I've stared at this thing for quite a while now, and I think I've finally found a way to look at it that makes sense. The way I'm looking at the NN configuration is that We can configure 1 or more name services. The first name service is an implicit name server defined by the servicerpc-address and rpc-address. All additional name services are explicitly named name services configured through dfs.nameservices et al. defaultFS must either point to a service that is already defined (i.e. rpc-address), or it must define the client service for the implicit name service.
For each name service, the getNsServiceRpcUris() method should return exactly one URI. If I have a configuration with:
dfs.nameservices = ns1
dfs.namenode.rpc-address.ns1 = nn1addr:p1
dfs.namenode.servicerpc-address = nn2addr:p2
fs.defaultFS = nn2addr:p3
then I have two distinct name services: ns1 and the implicit name service. The getNsServiceRpcUris() method should return nn1addr:p1 and nn2addr:p2, but not nn2addr:p3, because that's just another interface to the implicit name service.
dfs.nameservices = ns1
dfs.namenode.servicerpc-address.ns1 = nn1addr:p1
fs.defaultFS = nn1addr:p2
Again, we treat these as two separate name services and report nn1addr:p1 and nn1addr:p2. If defaultFS had pointed to nn1addr:p1, then we would only report that address once, because both instances are clearly the same service.

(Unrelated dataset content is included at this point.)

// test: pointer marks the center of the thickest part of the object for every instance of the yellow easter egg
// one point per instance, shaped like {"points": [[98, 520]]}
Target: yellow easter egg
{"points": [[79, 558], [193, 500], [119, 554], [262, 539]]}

Finally, we get to the one where this approach diverges from prior art:
dfs.nameservices = ns1,ns2
dfs.ha.namenodes.ns1 = nn1,nn2
dfs.namenode.rpc-address.ns1.nn1 = nn1addr:p1
dfs.namenode.rpc-address.ns1.nn2 = nn2addr:p1
dfs.namenode.servicerpc-address.ns2 = nn3addr:p1
dfs.namenode.rpc-address = nn1addr:p2
fs.defaultFS = nn2addr:p2
This example comes from TestDFSUtil. In that test class, the expectation is that we will return four URIs: ns1, nn3addr:p1, nn1addr:p2, nn2addr:p2. Using my definition, the getNsServiceRpcUris() method would return three URIs: ns1, nn3addr:p1, nn1addr:p2. The defaultFS would be ignored because a service URI is already defined for the implicit name service.
Since I'm proposing a change to some basic configuration semantics, I'd like some external validation. The getNsServiceRpcUris() method is only used by the mover and the balancer, so I might be overthinking this a little. Nonetheless, I think it's important to do it right and then document it thoroughly so that no one else has to try to reconstruct the intention again later.